Eugène Bleuler 1911 tient tête à Sigmund FREUD sur la dénomination qu'il tient du radical grec « AUTOS » = soi-même et du suffixe « ISME » qui renvoie à un corpus de connaissances. Freud souhaitait garder le terme psychose infantile.
Le mot "autisme" apparaît dans un contexte de psychiatrie adulte et de la question des psychoses, en l’occurrence des schizophrénies. L'enfant n'est pas encore à cette époque un être en soi, il est un adulte miniature et donc définie au regard de ce qui est observé chez les adultes. 

  Léo Kanner 1943
Léo KANNER est un médecin Autrichien parti vivre aux Etats-Unis. Il crée le 1er service de psychiatrie infantile au sein d'un hôpital universitaire en 1930. 

 C'est à partir de l'observation de 11 enfants de 4 à 5 ans pendant 5 ans entre 1938 et 1942 qu'il va publier un article en 1943 qui reste un article majeur : « Autistic disturbance of affective contact » 

Ce personnage est important à double titre. Il est le premier à faire de l'autisme un trouble primaire et non secondaire à une forme de schizophrénie. Avec Lui, l'autisme acquiert sa propre sémiologie ( ses signes et ses symptômes spécifiques). Mais il reste intégré aux psychoses en se démarquant du champ des schizophrénies.

En plus des stéréotypies décrites par Mélanie Klein, Léo Kanner ajoute, grâce à ses observations, le besoin d'immuabilité et les intérêts restreints

Voici ce qu'il dit : « Une impossibilité d'établir des relations humaines, des troubles du langage, une appréhension des parties avant le tout (faire tourner une roue de voiture inlassablement plutôt que jouer avec la voiture dans son entier), une terreur des intrusions, une répétition inlassable de rituels, la nécessité de maintenir un ordre des choses toujours identique et les mêmes séquences d’événements ».

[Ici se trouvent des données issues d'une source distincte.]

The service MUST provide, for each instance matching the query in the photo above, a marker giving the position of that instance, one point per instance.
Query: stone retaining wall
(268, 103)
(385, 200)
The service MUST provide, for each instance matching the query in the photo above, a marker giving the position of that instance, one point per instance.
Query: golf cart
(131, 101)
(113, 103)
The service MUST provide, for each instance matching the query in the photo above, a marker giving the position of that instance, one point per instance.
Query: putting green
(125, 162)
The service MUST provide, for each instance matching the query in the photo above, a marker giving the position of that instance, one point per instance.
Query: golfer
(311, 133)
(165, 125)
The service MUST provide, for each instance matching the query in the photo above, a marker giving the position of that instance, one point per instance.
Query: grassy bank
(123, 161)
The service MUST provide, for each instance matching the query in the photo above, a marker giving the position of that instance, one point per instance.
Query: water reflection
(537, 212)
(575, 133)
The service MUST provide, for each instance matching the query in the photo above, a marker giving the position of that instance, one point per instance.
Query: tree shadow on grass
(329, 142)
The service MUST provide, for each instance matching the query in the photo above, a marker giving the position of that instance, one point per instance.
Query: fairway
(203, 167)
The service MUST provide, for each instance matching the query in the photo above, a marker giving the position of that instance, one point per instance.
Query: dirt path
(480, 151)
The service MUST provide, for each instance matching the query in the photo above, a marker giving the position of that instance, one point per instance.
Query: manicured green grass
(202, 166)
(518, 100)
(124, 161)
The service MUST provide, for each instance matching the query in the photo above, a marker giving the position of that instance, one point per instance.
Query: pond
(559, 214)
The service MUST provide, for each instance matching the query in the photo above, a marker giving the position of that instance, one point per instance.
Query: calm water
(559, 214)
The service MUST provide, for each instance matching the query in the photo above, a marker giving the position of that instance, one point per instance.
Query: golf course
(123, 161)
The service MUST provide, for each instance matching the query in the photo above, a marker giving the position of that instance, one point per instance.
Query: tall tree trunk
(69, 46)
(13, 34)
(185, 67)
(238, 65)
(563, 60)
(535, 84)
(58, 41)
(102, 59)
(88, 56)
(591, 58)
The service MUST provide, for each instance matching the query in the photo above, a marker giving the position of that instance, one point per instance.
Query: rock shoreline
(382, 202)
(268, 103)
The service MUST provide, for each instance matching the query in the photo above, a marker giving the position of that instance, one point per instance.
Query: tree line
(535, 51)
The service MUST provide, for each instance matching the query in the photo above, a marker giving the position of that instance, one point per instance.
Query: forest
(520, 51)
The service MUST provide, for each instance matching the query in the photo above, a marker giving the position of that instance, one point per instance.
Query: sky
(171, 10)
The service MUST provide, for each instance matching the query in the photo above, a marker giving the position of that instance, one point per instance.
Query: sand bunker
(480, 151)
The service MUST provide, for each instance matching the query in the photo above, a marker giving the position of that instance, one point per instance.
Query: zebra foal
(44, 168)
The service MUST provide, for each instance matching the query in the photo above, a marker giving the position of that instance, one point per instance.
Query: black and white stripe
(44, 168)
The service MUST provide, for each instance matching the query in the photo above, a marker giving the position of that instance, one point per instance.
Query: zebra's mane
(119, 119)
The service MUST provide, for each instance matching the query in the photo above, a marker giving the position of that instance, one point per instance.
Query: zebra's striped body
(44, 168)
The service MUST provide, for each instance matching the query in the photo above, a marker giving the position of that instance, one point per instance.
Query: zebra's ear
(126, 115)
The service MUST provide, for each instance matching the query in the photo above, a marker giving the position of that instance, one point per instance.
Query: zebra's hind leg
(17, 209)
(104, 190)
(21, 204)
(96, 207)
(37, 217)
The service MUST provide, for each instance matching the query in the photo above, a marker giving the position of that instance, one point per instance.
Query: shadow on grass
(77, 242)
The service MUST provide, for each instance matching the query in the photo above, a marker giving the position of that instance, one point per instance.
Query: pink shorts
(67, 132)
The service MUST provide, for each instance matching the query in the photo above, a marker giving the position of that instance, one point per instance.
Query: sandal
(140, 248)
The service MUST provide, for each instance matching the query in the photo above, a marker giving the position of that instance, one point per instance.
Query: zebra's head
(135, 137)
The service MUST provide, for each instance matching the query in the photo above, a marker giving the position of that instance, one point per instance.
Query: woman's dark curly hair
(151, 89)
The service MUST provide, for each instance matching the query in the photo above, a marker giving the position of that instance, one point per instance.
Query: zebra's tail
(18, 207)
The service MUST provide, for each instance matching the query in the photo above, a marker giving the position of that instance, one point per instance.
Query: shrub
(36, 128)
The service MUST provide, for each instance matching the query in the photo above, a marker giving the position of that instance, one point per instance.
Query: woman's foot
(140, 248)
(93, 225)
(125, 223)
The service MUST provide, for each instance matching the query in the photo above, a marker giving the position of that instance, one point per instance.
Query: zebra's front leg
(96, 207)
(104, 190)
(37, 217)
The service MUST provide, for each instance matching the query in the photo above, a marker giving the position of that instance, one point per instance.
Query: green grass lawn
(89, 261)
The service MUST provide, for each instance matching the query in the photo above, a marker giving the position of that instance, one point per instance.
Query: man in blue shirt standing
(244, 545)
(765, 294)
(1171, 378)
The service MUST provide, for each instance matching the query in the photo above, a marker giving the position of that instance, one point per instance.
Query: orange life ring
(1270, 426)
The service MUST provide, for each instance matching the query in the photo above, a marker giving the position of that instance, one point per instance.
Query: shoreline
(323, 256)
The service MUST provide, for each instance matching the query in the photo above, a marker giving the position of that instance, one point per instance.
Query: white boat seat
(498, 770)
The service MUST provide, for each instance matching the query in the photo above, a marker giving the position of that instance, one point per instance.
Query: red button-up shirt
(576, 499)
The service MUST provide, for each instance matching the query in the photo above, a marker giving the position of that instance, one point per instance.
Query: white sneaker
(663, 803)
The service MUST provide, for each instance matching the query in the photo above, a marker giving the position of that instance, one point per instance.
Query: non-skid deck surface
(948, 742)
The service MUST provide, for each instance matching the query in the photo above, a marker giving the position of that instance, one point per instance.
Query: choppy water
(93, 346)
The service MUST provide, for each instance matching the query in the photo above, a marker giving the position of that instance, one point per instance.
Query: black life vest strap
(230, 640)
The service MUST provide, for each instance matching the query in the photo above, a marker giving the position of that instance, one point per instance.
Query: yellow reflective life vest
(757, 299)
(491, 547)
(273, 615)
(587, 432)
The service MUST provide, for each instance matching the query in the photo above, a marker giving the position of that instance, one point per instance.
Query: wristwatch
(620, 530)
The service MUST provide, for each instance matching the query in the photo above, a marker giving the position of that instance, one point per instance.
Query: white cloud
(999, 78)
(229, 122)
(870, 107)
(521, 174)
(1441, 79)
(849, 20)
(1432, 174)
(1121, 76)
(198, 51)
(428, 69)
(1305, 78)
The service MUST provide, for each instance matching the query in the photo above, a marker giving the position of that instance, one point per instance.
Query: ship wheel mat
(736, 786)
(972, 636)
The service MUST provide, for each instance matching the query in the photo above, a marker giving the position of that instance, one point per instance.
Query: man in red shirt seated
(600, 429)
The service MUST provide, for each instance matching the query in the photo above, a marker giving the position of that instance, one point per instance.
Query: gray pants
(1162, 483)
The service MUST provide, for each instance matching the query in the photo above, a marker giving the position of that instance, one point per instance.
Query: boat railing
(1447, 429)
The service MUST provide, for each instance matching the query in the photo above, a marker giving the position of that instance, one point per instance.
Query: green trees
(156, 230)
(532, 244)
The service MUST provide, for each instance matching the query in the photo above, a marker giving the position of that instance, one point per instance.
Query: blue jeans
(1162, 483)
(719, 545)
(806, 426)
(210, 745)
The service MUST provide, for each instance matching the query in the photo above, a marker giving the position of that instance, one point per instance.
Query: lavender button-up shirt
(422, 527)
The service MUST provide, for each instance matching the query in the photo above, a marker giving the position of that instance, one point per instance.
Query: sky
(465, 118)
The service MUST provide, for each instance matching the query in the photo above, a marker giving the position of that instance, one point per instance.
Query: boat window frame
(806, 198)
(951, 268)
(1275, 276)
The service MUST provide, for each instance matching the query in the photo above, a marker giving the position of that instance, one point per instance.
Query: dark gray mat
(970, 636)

Sa démarche est innovante à cette époque car il s'attache vraiment à décrire ce qu'il observe chez ces 11 enfants. L'enfant est considéré pour ce qu'il est, en soi, et non comme un adulte miniature, vision commune à l'époque. 

Léo Kanner va aussi marquer durablement l'histoire de l'autisme en étant le premier à parler des parents de ces enfants en les désignant de « froids et distants ». Pour Kanner, ces parents seraient centrés sur les performances intellectuelles et peu enclins à la chaleur affective. C'est lui qui, concernant les mères, parlera de « mères frigidaires »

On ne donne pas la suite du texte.